According to the present invention, the volume of the auxiliary combustion chamber can be controlled by providing a volume variable means that can change the volume of the auxiliary combustion chamber using a factor corresponding to the operating state of the engine as a parameter. Therefore, the sub-combustion chamber can maintain its optimum volume over a wider range of operating conditions depending on the operating conditions of the engine, thereby maintaining maximum combustion efficiency. In addition, by utilizing changes in the compression ratio associated with the control of the sub-combustion chamber volume, it is possible to prevent knocking by reducing the compression ratio when the engine operating state reaches the knocking generation zone. The ignition timing can be advanced to the level of MTB, and in this case, the combustion efficiency at partial load can be improved over a wide range of operating conditions. Therefore, the present invention has an effect that cannot be obtained with a mere engine with a sub-combustion chamber or an engine with a variable compression ratio mechanism, that is, it is possible to change the volume of the sub-combustion chamber according to the operating condition of the engine, and at the same time change the compression ratio. Remarkable effects can be obtained.
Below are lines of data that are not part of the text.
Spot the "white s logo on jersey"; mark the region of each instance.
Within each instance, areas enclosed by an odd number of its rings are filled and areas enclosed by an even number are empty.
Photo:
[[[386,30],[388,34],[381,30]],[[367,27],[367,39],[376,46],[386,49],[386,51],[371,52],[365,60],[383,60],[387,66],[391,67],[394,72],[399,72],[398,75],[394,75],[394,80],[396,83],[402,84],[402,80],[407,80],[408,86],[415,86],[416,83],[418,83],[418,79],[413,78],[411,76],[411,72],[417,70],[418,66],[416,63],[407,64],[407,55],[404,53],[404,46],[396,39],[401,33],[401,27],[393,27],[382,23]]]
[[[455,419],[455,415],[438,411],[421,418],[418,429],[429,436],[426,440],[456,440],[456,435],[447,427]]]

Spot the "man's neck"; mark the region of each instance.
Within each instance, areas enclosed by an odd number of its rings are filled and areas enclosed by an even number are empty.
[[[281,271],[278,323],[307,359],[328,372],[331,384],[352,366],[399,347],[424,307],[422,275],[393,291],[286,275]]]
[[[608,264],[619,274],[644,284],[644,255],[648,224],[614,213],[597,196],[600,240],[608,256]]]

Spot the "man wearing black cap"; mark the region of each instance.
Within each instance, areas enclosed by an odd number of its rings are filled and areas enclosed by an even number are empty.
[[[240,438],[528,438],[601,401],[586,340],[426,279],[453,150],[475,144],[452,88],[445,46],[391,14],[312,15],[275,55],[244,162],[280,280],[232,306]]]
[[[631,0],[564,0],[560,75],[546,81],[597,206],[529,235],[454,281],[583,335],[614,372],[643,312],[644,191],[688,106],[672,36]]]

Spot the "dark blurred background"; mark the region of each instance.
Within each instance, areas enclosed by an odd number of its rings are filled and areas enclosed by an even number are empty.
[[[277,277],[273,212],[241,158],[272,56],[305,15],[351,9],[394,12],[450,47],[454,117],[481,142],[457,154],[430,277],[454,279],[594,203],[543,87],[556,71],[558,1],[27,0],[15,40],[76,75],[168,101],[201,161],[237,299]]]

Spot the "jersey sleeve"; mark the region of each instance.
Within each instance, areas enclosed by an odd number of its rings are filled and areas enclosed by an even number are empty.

[Brief explanation of drawings]

[Fig. 1] Side sectional view of main parts of an engine according to a first embodiment

[Fig. 2] Bottom view of the cylinder head facing the combustion chamber according to the first embodiment

[Figure 3] Graph showing the characteristic curve of servo motor control

[Figure 4] Graph for explaining compression ratio control

[Figure 5] Second
A diagram corresponding to FIG. 1 according to the embodiment

[Fig. 6] Diagram for explaining the operation of the second embodiment

[Figure 7]
Diagram for explaining the action of the second embodiment

[Figure 8] Correlation graph between operating conditions and auxiliary combustion chamber volume in a typical engine

[Figure 9] Correlation graph between ignition timing and rotation speed in a typical engine

[Explanation of symbols]

1 Cylinder head 2 Main combustion chamber 3. Secondary combustion chamber 8 Tooth profile part 6 Bellows 9 Rod 11 Compression spring 12 Rotation axis 13 Thread part 14 Servo motor 15 Piston 18 Solenoid valve

Claims (1)

[Claims] Claim 1: In an engine comprising a main combustion chamber and a sub-combustion chamber communicating with the main combustion chamber, the volume of the sub-combustion chamber can be changed using a factor corresponding to the operating state of the engine as a parameter. An engine having an auxiliary combustion chamber, characterized in that it is provided with controlled volume variable means.